If you follow me on Instagram, you probably know how obsessed I am with falafel. I love everything about it. The warm, crispy balls tossed in a pita with hummus, tahini and veggies. Falafel literally makes me do a happy dance when I think about it. However, falafel and me have a love/hate relationship. I could eat falafel for every meal from this place in Hoboken called Mamoun’s Falafel. In fact, I use to eat it for dinner about 3x a week alongside their delicious hummus. Their sandwiches are only about $3 and a side of 4 falafels are $2. I can’t get enough!! Well, since I’ve cut out oil now I decided I have to try to recreate their falafel recipe the best I can with none of the fat. After experimenting for quite some time, here is the recipe I have come up with. Enjoy!
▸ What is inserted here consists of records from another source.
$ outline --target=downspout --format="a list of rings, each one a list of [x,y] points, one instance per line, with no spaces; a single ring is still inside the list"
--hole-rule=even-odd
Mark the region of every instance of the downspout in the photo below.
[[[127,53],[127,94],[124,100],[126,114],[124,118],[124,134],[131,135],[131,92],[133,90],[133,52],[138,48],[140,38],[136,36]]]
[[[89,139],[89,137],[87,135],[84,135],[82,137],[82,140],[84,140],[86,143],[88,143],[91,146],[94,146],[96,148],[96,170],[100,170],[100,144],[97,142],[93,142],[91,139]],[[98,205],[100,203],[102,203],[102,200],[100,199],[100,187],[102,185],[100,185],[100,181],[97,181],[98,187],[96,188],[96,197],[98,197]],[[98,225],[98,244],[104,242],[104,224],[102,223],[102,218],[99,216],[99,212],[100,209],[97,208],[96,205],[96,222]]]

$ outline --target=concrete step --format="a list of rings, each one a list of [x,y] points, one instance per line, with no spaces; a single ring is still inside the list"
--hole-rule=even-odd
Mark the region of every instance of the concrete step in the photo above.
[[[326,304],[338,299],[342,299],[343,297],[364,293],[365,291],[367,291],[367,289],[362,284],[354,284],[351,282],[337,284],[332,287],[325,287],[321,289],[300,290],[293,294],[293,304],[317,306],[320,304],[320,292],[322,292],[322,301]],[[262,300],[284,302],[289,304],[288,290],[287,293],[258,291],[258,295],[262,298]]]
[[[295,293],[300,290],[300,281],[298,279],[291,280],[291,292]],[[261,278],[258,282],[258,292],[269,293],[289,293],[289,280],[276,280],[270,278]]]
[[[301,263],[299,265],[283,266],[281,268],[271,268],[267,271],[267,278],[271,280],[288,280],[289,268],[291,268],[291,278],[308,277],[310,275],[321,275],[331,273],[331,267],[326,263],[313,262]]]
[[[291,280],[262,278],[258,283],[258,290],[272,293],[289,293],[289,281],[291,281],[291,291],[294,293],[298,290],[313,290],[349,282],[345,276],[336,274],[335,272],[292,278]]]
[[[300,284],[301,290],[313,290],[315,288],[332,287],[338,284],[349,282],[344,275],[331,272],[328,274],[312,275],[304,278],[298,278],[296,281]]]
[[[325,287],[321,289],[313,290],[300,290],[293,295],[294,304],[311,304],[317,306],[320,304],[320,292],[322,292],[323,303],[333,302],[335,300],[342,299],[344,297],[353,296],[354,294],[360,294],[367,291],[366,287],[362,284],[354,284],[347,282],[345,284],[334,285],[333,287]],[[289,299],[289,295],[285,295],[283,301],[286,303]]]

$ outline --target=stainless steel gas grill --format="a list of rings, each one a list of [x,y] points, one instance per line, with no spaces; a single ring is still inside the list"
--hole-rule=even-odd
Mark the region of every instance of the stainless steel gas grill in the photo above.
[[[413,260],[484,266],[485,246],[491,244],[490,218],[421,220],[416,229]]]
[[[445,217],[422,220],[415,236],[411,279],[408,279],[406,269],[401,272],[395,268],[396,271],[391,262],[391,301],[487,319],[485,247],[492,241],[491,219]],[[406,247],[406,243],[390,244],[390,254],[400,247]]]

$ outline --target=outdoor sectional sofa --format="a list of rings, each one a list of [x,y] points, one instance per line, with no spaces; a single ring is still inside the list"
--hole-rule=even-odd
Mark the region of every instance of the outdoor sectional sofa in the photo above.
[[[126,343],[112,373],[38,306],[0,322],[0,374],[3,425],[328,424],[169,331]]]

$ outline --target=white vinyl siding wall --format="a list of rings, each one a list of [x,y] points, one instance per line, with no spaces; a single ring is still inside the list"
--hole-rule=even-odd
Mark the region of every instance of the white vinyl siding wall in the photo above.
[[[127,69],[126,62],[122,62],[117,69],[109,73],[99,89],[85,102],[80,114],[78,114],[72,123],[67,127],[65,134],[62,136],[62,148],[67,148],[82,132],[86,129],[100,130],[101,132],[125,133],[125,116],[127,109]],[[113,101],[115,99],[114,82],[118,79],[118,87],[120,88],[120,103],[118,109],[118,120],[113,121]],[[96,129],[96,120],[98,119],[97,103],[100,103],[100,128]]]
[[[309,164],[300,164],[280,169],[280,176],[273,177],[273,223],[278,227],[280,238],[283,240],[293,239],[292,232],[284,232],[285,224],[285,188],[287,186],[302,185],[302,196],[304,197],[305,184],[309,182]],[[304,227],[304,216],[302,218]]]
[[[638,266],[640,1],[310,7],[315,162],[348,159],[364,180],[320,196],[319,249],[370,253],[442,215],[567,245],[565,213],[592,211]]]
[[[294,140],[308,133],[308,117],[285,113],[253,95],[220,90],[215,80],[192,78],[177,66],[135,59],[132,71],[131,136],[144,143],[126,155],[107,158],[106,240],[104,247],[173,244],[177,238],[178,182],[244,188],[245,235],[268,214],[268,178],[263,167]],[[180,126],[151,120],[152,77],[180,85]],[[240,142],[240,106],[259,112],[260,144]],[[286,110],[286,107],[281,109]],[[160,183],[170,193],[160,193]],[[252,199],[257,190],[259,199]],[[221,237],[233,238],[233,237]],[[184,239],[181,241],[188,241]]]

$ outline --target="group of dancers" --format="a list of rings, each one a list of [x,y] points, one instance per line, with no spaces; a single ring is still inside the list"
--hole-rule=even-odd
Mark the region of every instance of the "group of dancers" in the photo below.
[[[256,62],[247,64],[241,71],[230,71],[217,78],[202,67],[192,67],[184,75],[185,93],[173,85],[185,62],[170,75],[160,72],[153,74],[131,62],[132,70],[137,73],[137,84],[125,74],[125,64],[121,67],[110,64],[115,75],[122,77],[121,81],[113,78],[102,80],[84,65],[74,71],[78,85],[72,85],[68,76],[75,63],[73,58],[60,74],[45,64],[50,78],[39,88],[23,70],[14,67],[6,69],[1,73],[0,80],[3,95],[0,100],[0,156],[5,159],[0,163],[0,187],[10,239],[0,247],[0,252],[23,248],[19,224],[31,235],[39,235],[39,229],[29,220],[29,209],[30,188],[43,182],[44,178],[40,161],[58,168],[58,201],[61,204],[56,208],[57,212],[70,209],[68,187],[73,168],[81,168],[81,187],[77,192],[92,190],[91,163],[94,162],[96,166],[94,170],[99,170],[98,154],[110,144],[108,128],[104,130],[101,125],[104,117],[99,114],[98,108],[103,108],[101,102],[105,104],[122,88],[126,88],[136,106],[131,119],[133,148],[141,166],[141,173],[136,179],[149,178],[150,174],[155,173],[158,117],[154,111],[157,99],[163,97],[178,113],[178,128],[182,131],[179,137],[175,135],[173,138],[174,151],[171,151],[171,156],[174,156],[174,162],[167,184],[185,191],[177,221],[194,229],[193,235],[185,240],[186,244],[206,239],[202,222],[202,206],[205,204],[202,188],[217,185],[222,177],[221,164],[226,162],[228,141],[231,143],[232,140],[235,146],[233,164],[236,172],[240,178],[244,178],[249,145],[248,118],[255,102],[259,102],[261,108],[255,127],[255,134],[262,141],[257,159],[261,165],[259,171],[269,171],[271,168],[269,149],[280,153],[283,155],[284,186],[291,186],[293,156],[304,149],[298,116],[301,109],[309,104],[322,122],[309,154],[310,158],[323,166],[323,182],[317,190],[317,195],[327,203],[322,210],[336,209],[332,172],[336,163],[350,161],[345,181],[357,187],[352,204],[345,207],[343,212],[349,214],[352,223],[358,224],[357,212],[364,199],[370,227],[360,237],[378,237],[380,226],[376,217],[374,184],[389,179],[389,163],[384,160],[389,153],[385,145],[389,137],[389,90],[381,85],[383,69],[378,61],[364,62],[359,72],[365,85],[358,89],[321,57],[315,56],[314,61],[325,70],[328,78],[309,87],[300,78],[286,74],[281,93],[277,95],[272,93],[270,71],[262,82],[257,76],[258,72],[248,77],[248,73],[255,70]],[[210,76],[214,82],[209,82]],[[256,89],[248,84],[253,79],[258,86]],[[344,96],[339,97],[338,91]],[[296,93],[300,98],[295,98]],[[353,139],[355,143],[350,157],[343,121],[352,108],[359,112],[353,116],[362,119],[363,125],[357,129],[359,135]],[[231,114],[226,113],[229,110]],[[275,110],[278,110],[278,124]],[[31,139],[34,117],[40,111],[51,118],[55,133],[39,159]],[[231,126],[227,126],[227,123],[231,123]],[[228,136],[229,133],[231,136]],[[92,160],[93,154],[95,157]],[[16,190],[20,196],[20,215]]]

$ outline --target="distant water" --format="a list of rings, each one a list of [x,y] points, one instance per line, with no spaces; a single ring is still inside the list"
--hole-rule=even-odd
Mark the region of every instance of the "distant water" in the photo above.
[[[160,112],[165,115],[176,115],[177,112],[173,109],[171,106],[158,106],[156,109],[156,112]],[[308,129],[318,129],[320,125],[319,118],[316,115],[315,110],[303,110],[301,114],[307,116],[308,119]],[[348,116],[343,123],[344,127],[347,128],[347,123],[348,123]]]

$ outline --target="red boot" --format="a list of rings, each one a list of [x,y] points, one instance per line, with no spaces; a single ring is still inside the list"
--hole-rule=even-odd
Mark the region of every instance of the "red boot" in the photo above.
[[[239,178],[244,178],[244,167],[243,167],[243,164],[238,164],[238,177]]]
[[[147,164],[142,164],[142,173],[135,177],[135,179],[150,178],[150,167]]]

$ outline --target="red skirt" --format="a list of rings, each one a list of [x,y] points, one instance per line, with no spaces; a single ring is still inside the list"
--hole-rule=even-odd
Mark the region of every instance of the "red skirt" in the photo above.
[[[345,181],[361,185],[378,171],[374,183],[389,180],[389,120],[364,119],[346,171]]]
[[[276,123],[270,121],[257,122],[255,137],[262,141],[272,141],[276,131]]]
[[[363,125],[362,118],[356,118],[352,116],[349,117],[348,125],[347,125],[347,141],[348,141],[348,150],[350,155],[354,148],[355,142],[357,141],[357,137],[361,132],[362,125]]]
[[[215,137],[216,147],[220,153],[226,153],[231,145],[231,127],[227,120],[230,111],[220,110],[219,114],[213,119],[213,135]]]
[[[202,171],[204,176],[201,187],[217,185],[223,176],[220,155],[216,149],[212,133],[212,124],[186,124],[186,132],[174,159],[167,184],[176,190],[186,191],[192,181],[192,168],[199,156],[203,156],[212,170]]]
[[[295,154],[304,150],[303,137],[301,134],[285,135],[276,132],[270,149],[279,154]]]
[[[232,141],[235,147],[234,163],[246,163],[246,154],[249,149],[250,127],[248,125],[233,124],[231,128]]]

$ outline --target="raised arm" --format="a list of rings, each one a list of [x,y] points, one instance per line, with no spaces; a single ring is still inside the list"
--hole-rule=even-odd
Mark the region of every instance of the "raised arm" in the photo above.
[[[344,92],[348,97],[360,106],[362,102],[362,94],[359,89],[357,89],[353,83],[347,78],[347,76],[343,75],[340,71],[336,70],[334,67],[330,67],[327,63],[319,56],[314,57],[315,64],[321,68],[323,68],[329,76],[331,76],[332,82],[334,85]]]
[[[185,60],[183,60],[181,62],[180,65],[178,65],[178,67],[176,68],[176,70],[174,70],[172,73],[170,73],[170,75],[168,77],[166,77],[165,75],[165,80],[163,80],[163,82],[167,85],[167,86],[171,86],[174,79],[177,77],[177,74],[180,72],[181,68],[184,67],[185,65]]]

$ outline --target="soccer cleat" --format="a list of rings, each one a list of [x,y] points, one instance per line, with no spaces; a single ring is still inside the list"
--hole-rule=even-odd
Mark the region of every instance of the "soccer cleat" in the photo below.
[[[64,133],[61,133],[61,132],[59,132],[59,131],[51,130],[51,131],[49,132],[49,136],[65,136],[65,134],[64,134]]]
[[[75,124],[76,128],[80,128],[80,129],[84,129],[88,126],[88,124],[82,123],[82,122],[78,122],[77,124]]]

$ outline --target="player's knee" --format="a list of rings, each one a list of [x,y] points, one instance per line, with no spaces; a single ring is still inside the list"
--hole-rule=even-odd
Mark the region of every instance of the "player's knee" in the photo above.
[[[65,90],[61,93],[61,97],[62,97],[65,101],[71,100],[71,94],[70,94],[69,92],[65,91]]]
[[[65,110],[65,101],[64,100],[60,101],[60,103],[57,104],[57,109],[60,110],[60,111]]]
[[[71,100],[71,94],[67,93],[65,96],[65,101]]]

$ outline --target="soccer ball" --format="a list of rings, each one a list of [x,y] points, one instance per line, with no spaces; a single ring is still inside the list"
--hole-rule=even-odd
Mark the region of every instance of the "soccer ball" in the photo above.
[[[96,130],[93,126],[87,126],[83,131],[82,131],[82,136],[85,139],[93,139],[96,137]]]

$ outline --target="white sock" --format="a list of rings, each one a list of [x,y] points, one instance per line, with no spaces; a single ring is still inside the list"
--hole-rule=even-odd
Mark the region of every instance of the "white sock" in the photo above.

3 ½ cans chickpeas- rinsed and drained
½ cup plain panko bread crumbs
5 cloves of garlic
1/3 cup chopped fresh parsley
1/2 cup chopped fresh cilantro
1/2 small onion
1 tablespoon of sesame seeds
1 ½ teaspoons cumin
1 teaspoon paprika
Salt & pepper to taste
2 teaspoons baking soda
Nonstick pan for “frying”

1. Rinse and drain the chickpeas and put them in a food processor with all the other ingredients expect the baking soda. Pulse until you get a rough moist texture. Add a little water if needed.
2. Move the mixture into a large bowl, add the rest of the ingredients and put aside, covered, for 30-60 minutes in the fridge for the flavors to develop.
3. Take the mixture out of the fridge and add in the baking soda and knead a little.
4. Wet your hands and shape little balls or patties (I like to make patties so they cook evenly on each side and don’t roll in the pan).
5. Heat the nonstick pan add in a few patties at a time to “fry” until golden brown and cooked through. If they start to stick or not brown, add a little bit of water to the pan to get a good sizzle. Serve hot!

Makes about 20 falafel ball or patties.